Paper No. 23-7
Presentation Time: 10:20 AM
EVALUATING THE SENSITIVITY OF SUBSURFACE MICROBIAL METAGENOME ASSEMBLED GENOME PROPERTIES AS A FUNCTION OF METAGENOMIC SHOTGUN SEQUENCING DEPTH
Subsurface microbial communities are often taxonomically and metabolically diverse. The organisms that constitute these communities influence geochemical cycles, but most remain difficult to characterize because they resist isolation in pure culture. The emergence of next-generation sequencing (NGS) combined with algorithms for metagenomic binning has provided a tool for identifying the metabolic capabilities of microbes within these communities. When designing sampling and sequencing plans for metagenomic binning, it is not clear how the number and quality of bins relates to sequencing depth and the ecological complexity of the environment. Under-sequencing samples may lead to overlooking genes of metabolic significance or marker genes used in taxonomic assignment.
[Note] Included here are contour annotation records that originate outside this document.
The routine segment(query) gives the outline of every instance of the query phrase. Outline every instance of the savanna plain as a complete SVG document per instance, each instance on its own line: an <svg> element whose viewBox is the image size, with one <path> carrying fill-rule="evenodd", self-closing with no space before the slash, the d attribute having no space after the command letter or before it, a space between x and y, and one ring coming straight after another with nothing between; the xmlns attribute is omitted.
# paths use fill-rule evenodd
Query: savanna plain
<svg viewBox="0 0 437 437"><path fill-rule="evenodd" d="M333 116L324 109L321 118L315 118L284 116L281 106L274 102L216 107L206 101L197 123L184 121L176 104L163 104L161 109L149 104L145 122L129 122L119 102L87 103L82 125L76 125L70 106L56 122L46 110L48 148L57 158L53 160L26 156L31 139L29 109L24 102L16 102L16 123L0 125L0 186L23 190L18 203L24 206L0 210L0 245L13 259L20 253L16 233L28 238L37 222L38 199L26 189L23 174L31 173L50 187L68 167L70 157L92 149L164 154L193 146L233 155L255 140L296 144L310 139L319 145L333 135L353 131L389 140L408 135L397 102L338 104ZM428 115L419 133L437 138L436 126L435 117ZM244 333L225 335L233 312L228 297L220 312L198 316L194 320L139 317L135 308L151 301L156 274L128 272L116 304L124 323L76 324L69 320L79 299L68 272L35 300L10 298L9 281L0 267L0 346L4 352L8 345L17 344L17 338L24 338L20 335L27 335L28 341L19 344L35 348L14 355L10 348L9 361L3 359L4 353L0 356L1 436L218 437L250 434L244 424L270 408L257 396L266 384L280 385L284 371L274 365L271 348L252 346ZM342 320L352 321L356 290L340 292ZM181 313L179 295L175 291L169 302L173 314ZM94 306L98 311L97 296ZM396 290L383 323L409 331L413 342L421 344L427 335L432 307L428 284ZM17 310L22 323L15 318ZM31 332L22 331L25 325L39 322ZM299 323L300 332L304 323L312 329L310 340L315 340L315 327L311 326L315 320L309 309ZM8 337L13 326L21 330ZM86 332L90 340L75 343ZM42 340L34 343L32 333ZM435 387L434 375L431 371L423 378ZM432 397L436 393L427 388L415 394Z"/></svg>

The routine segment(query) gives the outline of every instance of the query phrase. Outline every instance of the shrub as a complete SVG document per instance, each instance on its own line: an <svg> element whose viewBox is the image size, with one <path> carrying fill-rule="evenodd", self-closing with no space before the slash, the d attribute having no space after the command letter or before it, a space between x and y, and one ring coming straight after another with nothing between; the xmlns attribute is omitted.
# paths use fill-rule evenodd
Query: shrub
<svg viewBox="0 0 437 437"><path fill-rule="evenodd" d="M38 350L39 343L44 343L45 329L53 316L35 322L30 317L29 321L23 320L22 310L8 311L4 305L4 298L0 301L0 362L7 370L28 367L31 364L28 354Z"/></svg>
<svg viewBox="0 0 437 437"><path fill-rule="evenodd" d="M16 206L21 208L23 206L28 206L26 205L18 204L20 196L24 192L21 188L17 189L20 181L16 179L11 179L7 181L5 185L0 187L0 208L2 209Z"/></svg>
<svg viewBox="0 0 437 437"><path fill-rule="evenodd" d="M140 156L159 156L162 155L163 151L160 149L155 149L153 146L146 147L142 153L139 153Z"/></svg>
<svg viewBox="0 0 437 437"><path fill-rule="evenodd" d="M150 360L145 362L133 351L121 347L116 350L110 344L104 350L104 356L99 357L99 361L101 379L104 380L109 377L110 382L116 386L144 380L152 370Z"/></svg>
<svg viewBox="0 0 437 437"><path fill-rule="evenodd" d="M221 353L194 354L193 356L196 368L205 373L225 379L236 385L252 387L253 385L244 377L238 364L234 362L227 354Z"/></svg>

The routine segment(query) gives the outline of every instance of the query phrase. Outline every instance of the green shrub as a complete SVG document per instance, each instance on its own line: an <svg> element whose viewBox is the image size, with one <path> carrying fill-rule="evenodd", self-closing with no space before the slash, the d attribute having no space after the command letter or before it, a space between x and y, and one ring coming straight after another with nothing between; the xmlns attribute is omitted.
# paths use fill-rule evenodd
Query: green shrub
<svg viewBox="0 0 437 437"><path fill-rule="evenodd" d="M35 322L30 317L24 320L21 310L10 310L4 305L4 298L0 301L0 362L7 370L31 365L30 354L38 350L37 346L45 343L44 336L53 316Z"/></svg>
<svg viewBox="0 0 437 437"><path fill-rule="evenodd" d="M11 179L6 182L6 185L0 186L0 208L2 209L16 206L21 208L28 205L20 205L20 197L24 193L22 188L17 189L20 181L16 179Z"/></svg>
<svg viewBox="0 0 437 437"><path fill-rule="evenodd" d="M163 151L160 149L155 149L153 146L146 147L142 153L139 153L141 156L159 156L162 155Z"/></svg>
Over-sequencing samples will theoretically lead to diminishing returns in these genes and increase sequencing cost per sample. Here, a pipeline for generating metagenome assembled genomes (MAGs) was developed to explore the optimal Illumina metagenomic shotgun sequencing necessary for characterizing different subsurface microbe communities. The pipeline randomly sub-sampled input Illumina reads in triplicate to 100%, 95%, 90%, 80%, 60%, 40%, 20%, and 10% of the original data set size as a means of simulating different degrees of sequencing depth. Randomly sub-sampled reads were then assembled into contigs and clustered into MAGs using BinSanity software according to an automated process. The resulting MAGs were evaluated for total number of retrieved MAG bins, MAG completeness and contamination, and relative abundance of phyla as a function of sequencing depth. The pipeline was validated against the mock community, MBARC-26. Upon validation, publicly available Illumina runs for prairie soil, tundra soil, and lake sediment were downloaded from NCBI's Sequence Read Archive (SRA) and analyzed with the MAG pipeline. Results indicated MAG number, completeness, and species richness retrieved from BinSanity responded linearly to sequencing depth.